According to Wignart, two car bombs exploded as a funeral procession passed in Sadr City, located in eastern Baghdad. The double-blast left 56 people dead and another 128 others wounded.
In addition, eight people died and 15 were left wounded when a car bomb exploded in a popular marketplace in Baghdad's eastside, the police source said.
While no group has claimed responsibility for the multiple attacks, al-Qaeda in Iraq (AQII), in most cases, are responsible for such suicide bombings in that country. Recently, the al-Qaeda branch in Iraq changed its name to the Islamic State of Iraq and Syria (ISIS), since many al-Qaeda members are now participating in the Syrian civil war.
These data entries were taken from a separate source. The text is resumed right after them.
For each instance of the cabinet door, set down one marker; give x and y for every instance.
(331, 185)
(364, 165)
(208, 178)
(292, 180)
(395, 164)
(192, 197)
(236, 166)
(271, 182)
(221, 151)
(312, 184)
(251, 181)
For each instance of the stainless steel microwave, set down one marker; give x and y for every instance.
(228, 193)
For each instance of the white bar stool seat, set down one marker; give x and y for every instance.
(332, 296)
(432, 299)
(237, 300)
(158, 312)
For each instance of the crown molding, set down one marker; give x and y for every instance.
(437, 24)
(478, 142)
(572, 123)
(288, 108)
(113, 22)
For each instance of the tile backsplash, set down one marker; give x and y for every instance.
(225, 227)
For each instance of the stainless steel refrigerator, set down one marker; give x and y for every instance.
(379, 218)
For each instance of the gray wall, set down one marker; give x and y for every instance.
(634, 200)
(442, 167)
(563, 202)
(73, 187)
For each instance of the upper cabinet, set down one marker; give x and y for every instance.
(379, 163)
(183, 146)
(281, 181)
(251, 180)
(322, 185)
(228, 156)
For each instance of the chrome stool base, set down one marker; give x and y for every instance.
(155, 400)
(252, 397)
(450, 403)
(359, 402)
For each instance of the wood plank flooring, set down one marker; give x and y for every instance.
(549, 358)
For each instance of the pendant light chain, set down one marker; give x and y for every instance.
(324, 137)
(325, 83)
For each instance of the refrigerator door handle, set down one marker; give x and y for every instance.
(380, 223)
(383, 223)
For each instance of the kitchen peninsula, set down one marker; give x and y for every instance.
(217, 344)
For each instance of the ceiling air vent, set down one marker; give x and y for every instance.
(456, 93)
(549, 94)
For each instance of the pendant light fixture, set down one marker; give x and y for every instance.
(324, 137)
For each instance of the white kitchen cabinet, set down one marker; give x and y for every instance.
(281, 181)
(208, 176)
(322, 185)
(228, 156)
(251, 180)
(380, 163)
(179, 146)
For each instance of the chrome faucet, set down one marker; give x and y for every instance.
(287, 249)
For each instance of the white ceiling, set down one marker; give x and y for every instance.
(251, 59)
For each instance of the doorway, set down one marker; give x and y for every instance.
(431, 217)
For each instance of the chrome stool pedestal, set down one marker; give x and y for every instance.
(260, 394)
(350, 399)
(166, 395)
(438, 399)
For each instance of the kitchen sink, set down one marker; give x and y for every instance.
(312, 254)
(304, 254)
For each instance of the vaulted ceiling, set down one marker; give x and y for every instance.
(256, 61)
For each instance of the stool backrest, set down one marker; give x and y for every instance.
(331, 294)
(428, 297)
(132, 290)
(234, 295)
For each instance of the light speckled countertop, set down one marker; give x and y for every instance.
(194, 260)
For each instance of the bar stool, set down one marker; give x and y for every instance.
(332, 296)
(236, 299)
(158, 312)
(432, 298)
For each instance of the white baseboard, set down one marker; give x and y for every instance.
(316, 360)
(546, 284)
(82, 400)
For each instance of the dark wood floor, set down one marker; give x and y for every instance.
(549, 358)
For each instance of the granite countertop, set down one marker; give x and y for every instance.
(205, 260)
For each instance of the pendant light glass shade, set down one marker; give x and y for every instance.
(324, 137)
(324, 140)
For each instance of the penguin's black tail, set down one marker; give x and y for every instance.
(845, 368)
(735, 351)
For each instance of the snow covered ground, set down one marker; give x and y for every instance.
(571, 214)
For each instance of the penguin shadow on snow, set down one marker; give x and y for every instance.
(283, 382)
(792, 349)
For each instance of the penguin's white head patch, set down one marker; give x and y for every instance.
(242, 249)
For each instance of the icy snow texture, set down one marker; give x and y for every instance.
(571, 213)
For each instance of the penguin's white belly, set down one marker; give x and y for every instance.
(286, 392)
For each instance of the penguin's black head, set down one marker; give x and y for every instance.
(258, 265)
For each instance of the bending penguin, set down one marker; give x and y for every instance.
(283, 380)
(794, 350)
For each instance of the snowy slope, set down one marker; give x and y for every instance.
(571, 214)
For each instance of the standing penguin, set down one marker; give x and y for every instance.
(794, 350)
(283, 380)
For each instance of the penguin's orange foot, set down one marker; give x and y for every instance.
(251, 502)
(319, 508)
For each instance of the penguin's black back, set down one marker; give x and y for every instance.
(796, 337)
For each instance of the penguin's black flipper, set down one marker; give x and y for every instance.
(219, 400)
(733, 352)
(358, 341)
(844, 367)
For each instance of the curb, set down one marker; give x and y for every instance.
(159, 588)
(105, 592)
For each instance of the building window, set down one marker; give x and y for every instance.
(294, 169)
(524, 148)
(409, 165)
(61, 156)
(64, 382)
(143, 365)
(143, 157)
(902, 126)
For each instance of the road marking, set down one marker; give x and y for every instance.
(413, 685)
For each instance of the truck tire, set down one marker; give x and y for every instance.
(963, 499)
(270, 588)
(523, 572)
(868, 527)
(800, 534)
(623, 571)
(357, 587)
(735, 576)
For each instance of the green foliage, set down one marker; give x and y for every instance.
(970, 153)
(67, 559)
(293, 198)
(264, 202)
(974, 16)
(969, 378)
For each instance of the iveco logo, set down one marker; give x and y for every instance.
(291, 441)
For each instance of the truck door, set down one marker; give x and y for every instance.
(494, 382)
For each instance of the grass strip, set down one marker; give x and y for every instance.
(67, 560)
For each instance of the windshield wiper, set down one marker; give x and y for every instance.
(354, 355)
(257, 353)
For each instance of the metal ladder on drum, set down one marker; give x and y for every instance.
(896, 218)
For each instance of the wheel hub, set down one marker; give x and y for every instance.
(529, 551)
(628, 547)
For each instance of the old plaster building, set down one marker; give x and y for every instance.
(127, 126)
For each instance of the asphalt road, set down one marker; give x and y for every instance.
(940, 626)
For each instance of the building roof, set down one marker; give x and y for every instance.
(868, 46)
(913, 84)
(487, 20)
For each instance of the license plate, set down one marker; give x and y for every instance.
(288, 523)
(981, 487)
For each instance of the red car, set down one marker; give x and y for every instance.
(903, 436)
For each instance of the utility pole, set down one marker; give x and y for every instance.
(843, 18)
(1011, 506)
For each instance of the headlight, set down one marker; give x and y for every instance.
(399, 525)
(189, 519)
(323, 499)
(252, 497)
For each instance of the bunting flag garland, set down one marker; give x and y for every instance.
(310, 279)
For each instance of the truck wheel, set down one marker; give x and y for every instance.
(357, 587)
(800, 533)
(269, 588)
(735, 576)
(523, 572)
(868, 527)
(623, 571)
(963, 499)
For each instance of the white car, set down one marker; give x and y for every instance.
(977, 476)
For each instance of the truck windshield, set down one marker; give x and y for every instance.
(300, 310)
Saturday's blasts occurred less than 24-hours after a bomb exploded at a Sunni mosque near the city of Samarra, about 90-miles north of Baghdad. That blast killed about 18 people and injured 20 others.
Also on Saturday in the northern city of Baiji, four suicide bombers wearing explosive vests blew themselves up upon entering the headquarters of that city's Iraqi special operations police, leaving seven police officers dead, according to Wignart, a decorated police detective.
Iraq is witnessing its worst eruption of violence in recent years, which raises fears that the country is sliding back to the full-blown civil conflict that peaked in 2006 and 2007, when monthly death toll sometimes exceeded 3,000, according to UN officials.